By Andy Bruce and Kate Holton
LONDON (Reuters) – British inflation unexpectedly held steady last month, denting market confidence about a Bank of England interest rate hike next month and sending sterling to a 10-month low against the dollar.
The pound tumbled towards $1.30 and 10-year British government bond yields () fell to their lowest since the end of May following the data, which also showed weakening in an underlying measure of inflation.
Despite motor fuel prices rising to their highest since 2014, annual consumer price inflation held in June at 2.4 percent, the Office for National Statistics (ONS) said.
Economists polled by Reuters had on average expected to see the first increase this year, to 2.6 percent.
Britain’s economy appears to be picking up after a slow first three months of the year, when unusually heavy snow hurt demand.
While the central bank worries that growth is close to the modest pace at which it will start to push up inflation, Wednesday’s data brought little sign of this.
Core inflation, which strips out energy, food, alcohol and tobacco prices, fell to 1.9 percent from 2.1 percent in May — below all forecasts and the weakest reading since March 2017.
“The large downside surprise adds more uncertainty around what had until now appeared a near-certain August rate hike,” JPMorgan (NYSE:) economist Allan Monks said.
Comments from BoE officials over the next week could be a “game changer”, Monks said, drawing parallels with May, when a spate of poor data thwarted a widely expected rate hike.
One measure of financial market pricing after Wednesday’s figures showed a roughly 70 percent chance of a move next month compared with nearly 80 percent before
PRESSURE IN THE PIPELINE?
On Tuesday data showed British workers’ wages rose at the slowest rate in six months during the three months to May despite a record number of people in jobs, challenging the BoE as it considers raising rates next month.
A Reuters poll of economists published on Tuesday showed 47 out of 75 thought the BoE would raise rates to a new post-financial crisis high of 0.75 percent in August.

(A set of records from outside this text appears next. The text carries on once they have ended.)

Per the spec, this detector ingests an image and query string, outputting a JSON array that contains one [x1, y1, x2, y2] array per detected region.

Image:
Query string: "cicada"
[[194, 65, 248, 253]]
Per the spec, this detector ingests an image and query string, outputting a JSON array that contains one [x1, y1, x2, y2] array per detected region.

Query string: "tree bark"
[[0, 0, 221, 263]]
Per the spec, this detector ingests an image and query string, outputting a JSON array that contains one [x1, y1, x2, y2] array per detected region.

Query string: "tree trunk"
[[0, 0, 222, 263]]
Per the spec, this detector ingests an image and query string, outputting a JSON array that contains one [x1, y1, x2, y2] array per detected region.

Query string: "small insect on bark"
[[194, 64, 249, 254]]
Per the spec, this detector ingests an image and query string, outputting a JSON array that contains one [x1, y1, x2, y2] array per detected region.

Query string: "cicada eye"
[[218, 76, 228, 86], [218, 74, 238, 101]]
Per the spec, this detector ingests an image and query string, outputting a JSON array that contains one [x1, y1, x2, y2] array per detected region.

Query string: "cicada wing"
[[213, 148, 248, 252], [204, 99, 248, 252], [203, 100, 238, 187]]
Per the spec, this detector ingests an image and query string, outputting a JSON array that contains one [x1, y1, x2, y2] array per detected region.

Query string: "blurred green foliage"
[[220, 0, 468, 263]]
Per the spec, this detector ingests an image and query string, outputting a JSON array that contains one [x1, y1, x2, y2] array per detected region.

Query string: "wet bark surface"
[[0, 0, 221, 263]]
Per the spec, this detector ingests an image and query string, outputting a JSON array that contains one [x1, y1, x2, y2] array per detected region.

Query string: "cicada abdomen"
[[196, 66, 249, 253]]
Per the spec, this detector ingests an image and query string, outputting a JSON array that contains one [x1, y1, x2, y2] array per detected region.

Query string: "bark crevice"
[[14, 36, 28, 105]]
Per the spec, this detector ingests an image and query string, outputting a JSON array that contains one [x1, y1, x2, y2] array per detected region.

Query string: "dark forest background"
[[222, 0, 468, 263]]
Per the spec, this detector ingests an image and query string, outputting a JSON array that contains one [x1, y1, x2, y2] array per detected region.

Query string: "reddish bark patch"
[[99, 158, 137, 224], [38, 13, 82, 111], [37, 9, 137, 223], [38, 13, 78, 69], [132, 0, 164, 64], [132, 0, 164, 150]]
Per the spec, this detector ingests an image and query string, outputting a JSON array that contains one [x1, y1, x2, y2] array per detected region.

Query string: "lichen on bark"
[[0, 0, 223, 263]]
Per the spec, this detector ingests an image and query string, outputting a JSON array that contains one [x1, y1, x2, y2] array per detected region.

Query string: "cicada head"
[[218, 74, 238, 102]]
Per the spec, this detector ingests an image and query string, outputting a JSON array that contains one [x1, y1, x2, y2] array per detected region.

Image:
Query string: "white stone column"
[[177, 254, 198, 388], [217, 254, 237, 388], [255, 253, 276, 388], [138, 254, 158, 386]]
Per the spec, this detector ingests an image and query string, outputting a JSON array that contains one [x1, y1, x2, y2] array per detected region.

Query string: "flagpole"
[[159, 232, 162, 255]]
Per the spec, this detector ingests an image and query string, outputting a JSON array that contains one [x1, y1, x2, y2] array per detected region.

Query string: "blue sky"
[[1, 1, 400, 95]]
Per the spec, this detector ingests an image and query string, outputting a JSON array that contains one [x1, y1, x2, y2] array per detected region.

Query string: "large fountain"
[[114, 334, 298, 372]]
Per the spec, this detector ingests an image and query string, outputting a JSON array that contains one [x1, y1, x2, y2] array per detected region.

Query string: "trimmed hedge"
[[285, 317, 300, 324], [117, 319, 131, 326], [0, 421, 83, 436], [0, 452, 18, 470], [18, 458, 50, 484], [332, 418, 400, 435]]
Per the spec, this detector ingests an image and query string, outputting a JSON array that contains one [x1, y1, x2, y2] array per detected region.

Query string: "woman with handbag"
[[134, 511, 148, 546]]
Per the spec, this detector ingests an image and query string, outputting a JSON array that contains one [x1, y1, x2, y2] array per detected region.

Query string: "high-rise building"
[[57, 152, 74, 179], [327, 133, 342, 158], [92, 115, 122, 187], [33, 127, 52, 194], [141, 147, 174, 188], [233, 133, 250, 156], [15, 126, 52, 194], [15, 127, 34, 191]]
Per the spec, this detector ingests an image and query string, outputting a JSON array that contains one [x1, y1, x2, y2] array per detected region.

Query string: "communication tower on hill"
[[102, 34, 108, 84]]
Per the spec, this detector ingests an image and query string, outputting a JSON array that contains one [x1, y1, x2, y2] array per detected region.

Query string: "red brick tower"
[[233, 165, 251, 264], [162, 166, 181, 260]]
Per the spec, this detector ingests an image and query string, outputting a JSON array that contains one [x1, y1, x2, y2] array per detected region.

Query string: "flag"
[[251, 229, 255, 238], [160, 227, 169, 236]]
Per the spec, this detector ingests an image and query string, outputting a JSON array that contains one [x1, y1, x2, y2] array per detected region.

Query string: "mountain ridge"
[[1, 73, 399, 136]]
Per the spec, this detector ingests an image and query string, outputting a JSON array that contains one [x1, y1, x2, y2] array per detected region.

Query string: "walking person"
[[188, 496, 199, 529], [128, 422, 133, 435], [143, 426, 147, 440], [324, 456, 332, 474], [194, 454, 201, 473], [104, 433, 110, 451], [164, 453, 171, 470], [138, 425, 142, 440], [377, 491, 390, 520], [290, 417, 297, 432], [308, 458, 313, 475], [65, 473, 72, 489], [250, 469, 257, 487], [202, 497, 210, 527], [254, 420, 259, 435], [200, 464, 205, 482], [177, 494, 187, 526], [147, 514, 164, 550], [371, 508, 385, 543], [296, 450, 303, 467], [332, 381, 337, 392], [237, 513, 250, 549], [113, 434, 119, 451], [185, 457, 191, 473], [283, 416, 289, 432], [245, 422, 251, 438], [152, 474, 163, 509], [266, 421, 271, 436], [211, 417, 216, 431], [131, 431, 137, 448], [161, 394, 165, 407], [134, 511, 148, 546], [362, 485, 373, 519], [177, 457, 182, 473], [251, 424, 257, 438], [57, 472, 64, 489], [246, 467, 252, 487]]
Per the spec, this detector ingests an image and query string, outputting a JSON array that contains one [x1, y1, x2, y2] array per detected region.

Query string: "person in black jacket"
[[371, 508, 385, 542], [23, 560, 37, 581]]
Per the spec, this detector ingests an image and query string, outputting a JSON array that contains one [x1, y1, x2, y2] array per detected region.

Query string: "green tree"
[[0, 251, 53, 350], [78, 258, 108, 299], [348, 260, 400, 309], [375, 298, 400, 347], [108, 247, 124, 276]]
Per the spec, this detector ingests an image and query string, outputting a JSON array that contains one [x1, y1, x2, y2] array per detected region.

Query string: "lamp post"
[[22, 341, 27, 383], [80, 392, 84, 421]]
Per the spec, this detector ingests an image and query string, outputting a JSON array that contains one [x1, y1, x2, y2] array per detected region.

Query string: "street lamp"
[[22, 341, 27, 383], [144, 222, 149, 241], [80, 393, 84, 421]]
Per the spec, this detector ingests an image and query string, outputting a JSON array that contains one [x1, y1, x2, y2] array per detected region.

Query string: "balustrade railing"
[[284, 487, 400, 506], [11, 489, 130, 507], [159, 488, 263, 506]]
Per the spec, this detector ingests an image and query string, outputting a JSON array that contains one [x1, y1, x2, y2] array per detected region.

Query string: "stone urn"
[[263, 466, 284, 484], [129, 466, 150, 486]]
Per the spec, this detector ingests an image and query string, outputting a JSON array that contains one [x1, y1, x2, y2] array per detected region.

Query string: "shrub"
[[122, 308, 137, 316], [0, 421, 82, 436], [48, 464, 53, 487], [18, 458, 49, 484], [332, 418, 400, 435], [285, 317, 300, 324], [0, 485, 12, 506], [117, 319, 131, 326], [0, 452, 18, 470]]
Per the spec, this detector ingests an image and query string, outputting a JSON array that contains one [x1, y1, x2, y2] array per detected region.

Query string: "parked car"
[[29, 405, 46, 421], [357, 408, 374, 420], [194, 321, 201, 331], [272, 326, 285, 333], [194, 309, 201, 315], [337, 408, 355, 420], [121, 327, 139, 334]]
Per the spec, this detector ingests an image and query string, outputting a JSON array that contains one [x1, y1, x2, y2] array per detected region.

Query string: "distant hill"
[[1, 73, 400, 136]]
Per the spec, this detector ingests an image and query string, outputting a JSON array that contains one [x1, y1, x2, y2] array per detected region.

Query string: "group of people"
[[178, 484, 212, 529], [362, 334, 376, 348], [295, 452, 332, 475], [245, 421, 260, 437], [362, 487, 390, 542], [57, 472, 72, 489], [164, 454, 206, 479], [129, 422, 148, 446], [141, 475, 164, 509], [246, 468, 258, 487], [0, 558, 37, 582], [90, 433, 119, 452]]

The remainder thought it would stay on hold. [BOE/INT]
Some economists said the weakness in June’s inflation data was driven by volatile components such as clothing, computer games and air fares which could soon rebound.
The ONS reported the biggest month-on-month drop in clothing prices for any June since 2012 as shops slashed prices for the summer sales.
Wednesday’s data suggested rising pressure in the pipeline for consumer prices, however.
Manufacturers increased the prices they charged by 3.1 percent in June compared with 3.0 percent in May. While a slightly weaker increase than expected, it marked the strongest rise this year.
The cost of raw materials – many of them imported – was 10.2 percent higher than in June 2017, the strongest rise in a year.
“The continued pick-up in producer prices suggests that inflation may rise a little in the short term as the recent oil price increases pass through supply chains,” said Suren Thiru, head of economics at the British Chambers of Commerce.
But any period of rising price growth was likely to be temporary, he added.